Advances in Computer and Communication

Detection of Summary Obfuscation Plagiarism Using an Aggregation Approach

Mohsen Safari, Elham Ghanbari*

Department of Computer Engineering, Yadegar-e-Imam Khomeini (RAH) Shahr-e-Rey Branch, Islamic Azad University, Tehran, Iran.

*Corresponding author: Elham Ghanbari

Published: June 28,2022


Plagiarism is considered a field of text analysis, and it refers to the copying of text from an original source without referencing it. Plagiarism, which appears at various scientific and academic levels, computer programming, etc., is not only considered a fraudulent act, but it also destroys the sense of creativity and ingenuity that may otherwise develop. Creating obfuscation through text summarization and compression is a type of plagiarism in which the perpetrator replaces the words used in the sentences of an original manuscript with a synonymous word. Accordingly, the detection of this type of plagiarism is a complex task, and it is made even more challenging by having a plagiarized phrase that is shorter in length than the original one. The proposed system in this work comprises 3 main steps: preprocessing, phrase selection, and filtering.

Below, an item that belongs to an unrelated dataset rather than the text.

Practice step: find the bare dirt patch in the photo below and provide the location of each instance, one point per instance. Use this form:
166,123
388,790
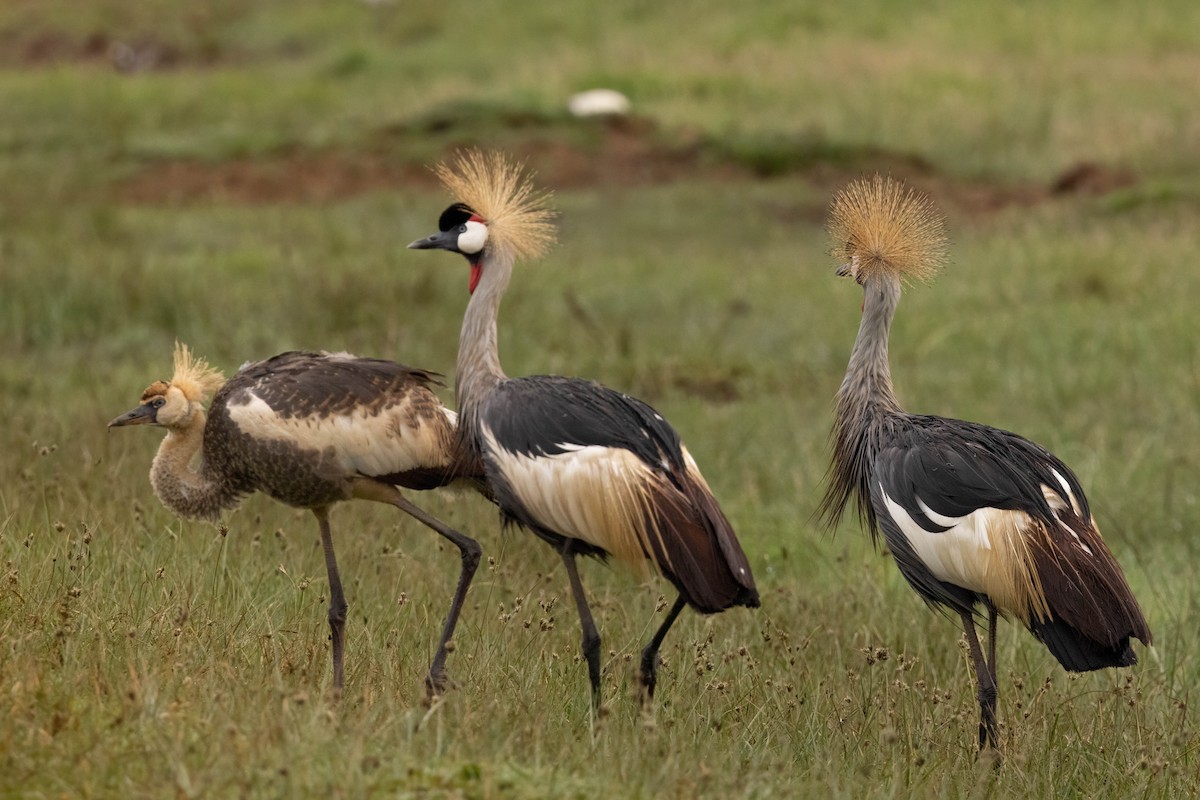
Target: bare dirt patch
613,154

In this approach, by customizing the Okapi Best Matching (BM25) technique and detecting semantic similarities by WordNet, the levels of two sentences in a dubious document and source document are equalized to a large extent and the scores of several similarity measures are combined by using the proposed aggregation approach; and then based on the outcome of this approach, it can be decided whether the examined text is plagiarized or not. By testing the proposed model on the PAN data set, 78% of the documents plagiarized through summarization were detected correctly.